Many Iraqis are expected to closely follow the trial
A 43-year-old shop owner called the court "a play".
He said it was being directed by the Americans and also the Iranians because Iraq won the war against Iran in the 1980s and a now a new pro-Iranian government in Baghdad was looking for revenge on behalf of Tehran.
He also alleged that the people who were discovered in mass graves were Iranian Revolutionary Guard elements who had come into Iraq to destroy its infrastructure and been killed by the Iraqi army.

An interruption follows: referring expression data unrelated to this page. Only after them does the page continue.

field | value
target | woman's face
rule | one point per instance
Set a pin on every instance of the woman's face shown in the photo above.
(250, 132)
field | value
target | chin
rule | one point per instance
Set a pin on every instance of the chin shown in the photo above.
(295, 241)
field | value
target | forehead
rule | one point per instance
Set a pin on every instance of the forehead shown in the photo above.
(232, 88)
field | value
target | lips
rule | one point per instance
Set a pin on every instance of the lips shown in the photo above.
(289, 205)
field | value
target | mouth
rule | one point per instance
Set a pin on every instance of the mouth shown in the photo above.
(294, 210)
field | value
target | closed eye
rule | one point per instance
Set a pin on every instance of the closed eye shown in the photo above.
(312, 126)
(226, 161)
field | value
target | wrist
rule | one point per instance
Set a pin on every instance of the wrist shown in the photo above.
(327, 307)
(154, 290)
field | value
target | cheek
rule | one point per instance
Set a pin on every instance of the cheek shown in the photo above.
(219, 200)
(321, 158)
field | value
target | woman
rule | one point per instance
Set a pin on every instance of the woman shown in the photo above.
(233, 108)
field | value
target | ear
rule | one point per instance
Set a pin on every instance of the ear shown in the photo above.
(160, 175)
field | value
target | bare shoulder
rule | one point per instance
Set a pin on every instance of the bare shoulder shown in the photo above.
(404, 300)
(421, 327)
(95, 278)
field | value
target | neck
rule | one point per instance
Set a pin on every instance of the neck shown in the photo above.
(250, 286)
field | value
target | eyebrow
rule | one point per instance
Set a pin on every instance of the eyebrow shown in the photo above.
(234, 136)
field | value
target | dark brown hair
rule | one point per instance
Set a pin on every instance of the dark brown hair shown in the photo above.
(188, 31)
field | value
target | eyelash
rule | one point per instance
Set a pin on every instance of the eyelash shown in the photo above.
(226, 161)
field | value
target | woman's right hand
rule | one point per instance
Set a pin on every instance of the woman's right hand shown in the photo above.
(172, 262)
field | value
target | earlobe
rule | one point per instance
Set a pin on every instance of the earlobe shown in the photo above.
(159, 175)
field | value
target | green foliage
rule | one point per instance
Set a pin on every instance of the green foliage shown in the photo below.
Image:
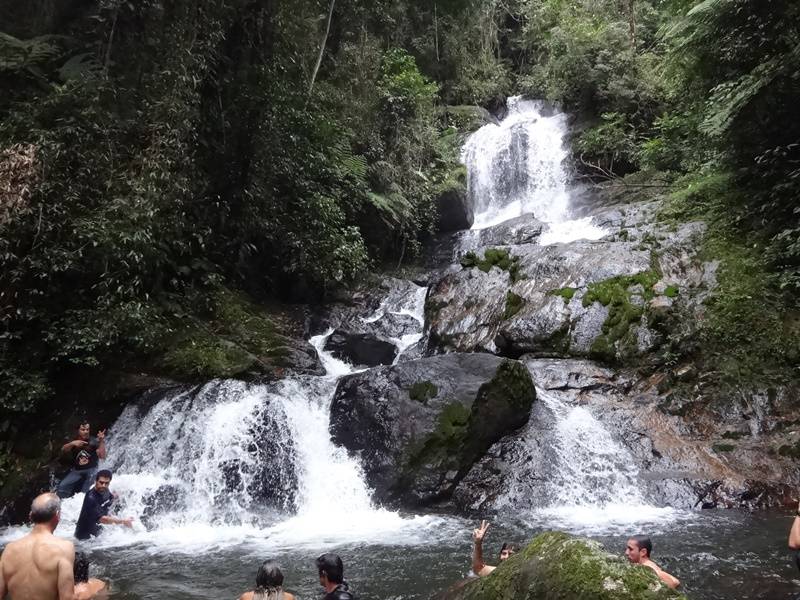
(566, 293)
(494, 257)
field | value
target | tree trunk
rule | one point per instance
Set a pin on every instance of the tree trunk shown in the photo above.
(321, 50)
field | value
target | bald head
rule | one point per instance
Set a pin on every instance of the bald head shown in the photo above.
(45, 508)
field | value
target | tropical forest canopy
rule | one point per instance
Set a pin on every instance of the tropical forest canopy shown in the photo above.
(156, 156)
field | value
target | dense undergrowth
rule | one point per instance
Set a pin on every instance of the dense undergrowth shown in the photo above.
(157, 158)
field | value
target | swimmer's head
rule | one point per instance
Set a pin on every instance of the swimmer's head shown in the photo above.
(507, 550)
(330, 568)
(102, 480)
(80, 570)
(638, 548)
(46, 508)
(269, 575)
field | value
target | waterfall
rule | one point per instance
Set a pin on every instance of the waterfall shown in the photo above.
(570, 470)
(517, 167)
(228, 461)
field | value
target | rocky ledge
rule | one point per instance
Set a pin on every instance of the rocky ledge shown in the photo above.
(419, 426)
(556, 566)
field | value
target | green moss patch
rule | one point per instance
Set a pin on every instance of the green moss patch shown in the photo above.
(723, 448)
(622, 313)
(514, 304)
(566, 293)
(494, 257)
(560, 567)
(422, 391)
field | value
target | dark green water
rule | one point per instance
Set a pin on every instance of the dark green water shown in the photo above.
(716, 554)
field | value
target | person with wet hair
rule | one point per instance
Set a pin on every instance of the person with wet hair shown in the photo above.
(331, 577)
(84, 453)
(794, 536)
(96, 506)
(39, 565)
(269, 584)
(638, 550)
(87, 588)
(479, 567)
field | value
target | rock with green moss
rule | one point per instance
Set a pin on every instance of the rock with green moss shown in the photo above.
(556, 566)
(420, 426)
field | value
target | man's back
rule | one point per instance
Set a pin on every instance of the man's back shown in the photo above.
(37, 566)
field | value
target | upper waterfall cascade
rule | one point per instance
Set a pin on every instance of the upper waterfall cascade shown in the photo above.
(517, 167)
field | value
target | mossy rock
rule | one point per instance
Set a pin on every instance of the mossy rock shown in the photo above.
(557, 566)
(422, 391)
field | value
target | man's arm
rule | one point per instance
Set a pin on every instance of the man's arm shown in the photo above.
(108, 520)
(66, 578)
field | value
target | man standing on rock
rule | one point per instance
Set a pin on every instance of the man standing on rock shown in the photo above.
(638, 552)
(96, 505)
(479, 567)
(86, 452)
(39, 566)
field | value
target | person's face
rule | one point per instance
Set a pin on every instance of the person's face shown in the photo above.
(506, 553)
(632, 551)
(102, 483)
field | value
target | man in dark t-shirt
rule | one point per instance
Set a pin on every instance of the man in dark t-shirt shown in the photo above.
(96, 505)
(84, 452)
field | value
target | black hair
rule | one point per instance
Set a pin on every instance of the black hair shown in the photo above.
(331, 566)
(80, 570)
(508, 546)
(269, 575)
(644, 543)
(43, 509)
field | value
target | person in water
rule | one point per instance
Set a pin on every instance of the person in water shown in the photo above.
(96, 505)
(331, 577)
(87, 588)
(269, 584)
(638, 550)
(85, 452)
(39, 566)
(794, 536)
(479, 567)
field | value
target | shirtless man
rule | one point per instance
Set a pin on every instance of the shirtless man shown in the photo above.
(638, 551)
(39, 566)
(480, 568)
(87, 588)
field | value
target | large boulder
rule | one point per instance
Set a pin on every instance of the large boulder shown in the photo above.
(419, 426)
(556, 566)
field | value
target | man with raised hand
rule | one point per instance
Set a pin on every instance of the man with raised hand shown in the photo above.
(479, 567)
(85, 452)
(638, 550)
(39, 566)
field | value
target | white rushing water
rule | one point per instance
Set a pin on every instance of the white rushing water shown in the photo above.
(590, 480)
(517, 167)
(230, 463)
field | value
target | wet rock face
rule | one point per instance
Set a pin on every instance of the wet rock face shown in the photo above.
(556, 566)
(454, 209)
(361, 348)
(420, 425)
(617, 299)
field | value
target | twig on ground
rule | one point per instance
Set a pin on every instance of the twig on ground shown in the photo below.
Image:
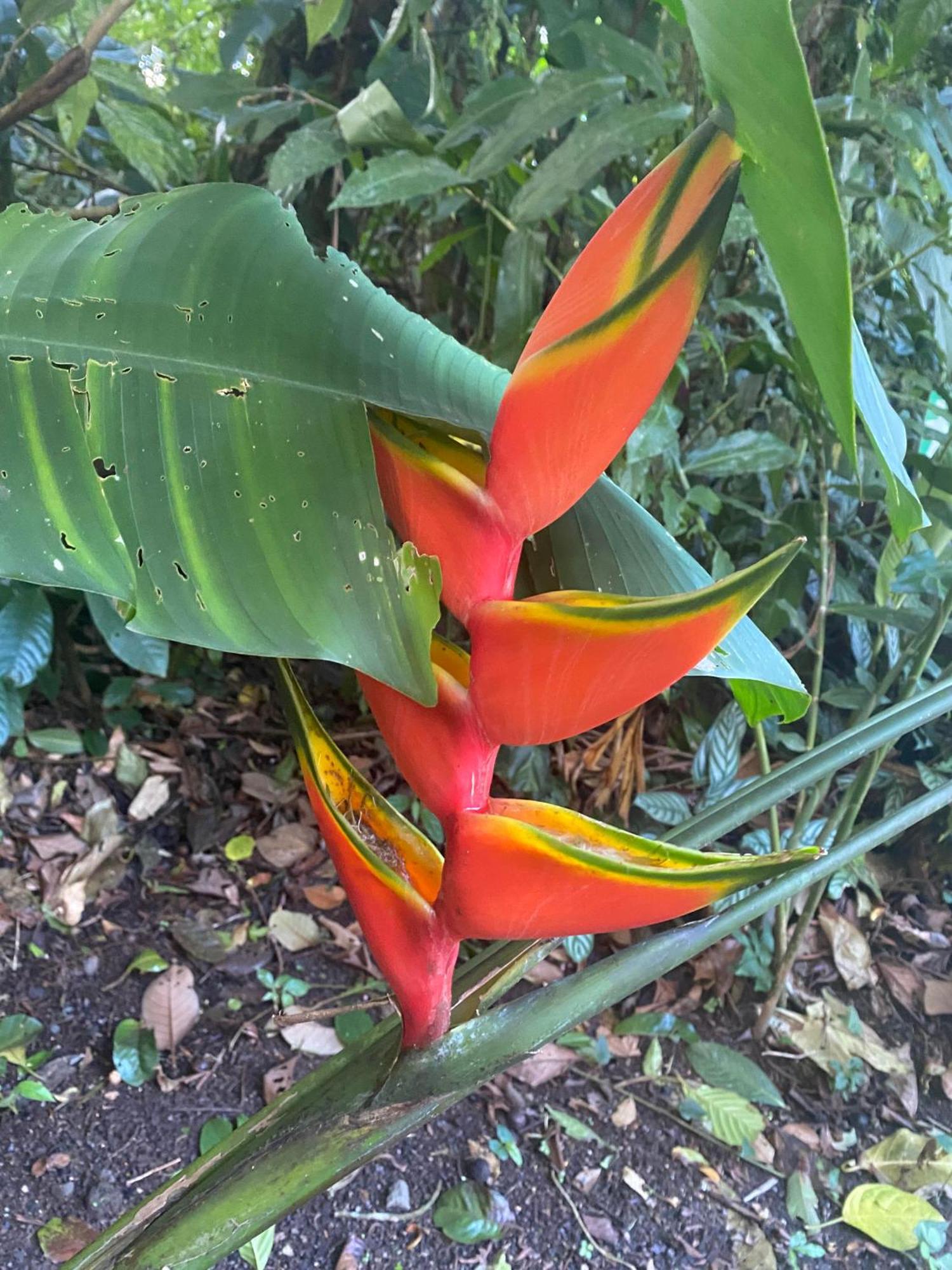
(393, 1217)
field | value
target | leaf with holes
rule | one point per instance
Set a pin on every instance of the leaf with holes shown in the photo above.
(130, 488)
(26, 636)
(142, 652)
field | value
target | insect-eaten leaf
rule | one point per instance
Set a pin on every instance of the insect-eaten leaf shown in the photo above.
(473, 1213)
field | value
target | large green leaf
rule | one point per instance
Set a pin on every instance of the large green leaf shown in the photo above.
(186, 430)
(752, 62)
(888, 436)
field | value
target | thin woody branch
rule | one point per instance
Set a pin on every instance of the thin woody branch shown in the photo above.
(67, 72)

A 30-year-old butcher said he regarded the court as "illegitimate because it was established under the occupation".
A student, aged 20, felt it was not the right time for trials of this kind to be taking place because "things are very bad in the country and the people are suffering a lot".
Yet this argument - heard quite commonly during the previous two trials as well - was not persuasive enough for one 30-year-teacher we spoke to.
"I admit that the current conditions are very hard where the security and economic situation is very bad," he said. "But it is Saddam loyalists and their ally al-Qaeda who are behind it."
On day one, the defence team challenged the legitimacy of the trial, as they did in the earlier trials. The judge said he would consider their grievance but proceedings continued.
Some 90 witnesses are expected to testify. They will give their account of the events 16 years ago.
But in Iraq the events of history often have a significant bearing on the attitudes of its different and often fractious communities today.
Once again, the words spoken in one of the most closely guarded courtrooms in the world are being argued over on the streets of Iraq's towns and cities.